The EU executive called on Malta to find the "barbarous" assassins of a journalist being buried on Friday and resolve "potential structural problems" with the rule of law on the island.
Daphne Caruana Galizia, Malta's best-known investigative journalist, was killed last month when a powerful bomb blew up her car, in a case that stunned the small Mediterranean island.
In the European Commission's strongest comments yet on concerns about systemic democratic failings in the EU's smallest state, First Vice President Frans Timmermans said Malta should leave "no stone unturned" in the hunt for her killers.
"The eyes of Europe are on the Maltese authorities," wrote Timmermans, a former Dutch foreign minister who as Jean-Claude Juncker's deputy oversees Brussels' efforts to ensure member states respect democratic and judicial standards.
"We want those directly and indirectly responsible for this horrible murder to be brought to justice. And we want the investigations to run their full course, so that any other related wrong-doings that may emerge can also be prosecuted and potential structural problems be resolved," he added.
He said democracy was at stake on an island where the prime minister, his wife and other senior figures in government and opposition were pursuing journalists for libel over allegations of corruption and international money laundering.
"This will not happen in Europe. Not on this Commission's watch," Timmermans said.

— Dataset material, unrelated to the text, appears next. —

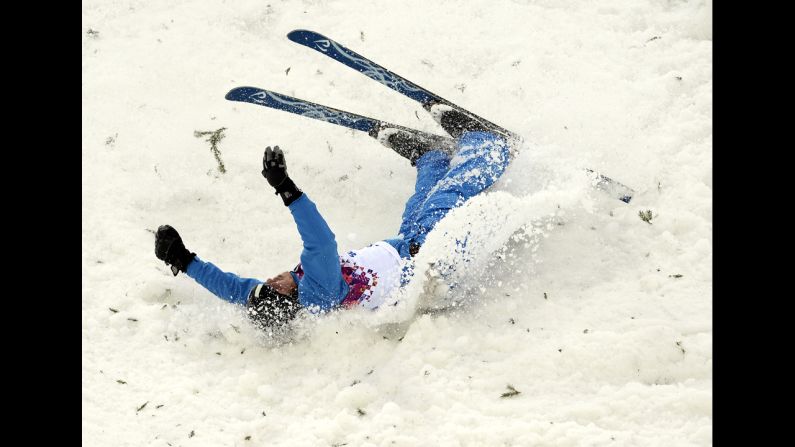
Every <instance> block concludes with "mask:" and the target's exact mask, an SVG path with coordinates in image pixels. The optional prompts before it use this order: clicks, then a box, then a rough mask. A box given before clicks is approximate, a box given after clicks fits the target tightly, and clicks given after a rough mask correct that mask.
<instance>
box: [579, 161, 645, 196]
mask: <svg viewBox="0 0 795 447" xmlns="http://www.w3.org/2000/svg"><path fill="white" fill-rule="evenodd" d="M585 171H586V172H588V174H589V175H591V176H593V177H594V181H595V183H594V188H596V189H598V190H600V191H603V192H605V193H606V194H608V195H609V196H611V197H615V198H616V199H618V200H620V201H622V202H624V203H629V201H630V200H632V196H634V195H635V191H634V190H633V189H632V188H630V187H629V186H627V185H624V184H623V183H620V182H617V181H615V180H613V179H611V178H610V177H606V176H604V175H602V174H599V173H598V172H595V171H594V170H592V169H586V170H585Z"/></svg>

The European Commission said in a separate statement Juncker condemned the attacks in the strongest possible terms. "The right of a journalist to investigate, ask uncomfortable questions and report effectively, is at the heart of our values and needs to be guaranteed at all times," the statement said.
Prime Minister Joseph Muscat says everything will be done to find Caruana Galicia's killers. His government announced a one million-euro reward and protection for anyone providing information to help identify whoever was behind the murder.
The Commission has limited power to intervene directly in member states and officials say there is no "European FBI".
It has applied largely moral pressure on the likes of Hungary and most recently Poland to reverse proposed laws that it sees as breaching EU treaties by curbing judicial, media or other freedoms.
It has warned that it could seek to suspend Poland, but this would require support from all member states - something the Commission sees as difficult given resistance among governments to allow the EU executive such power to intervene.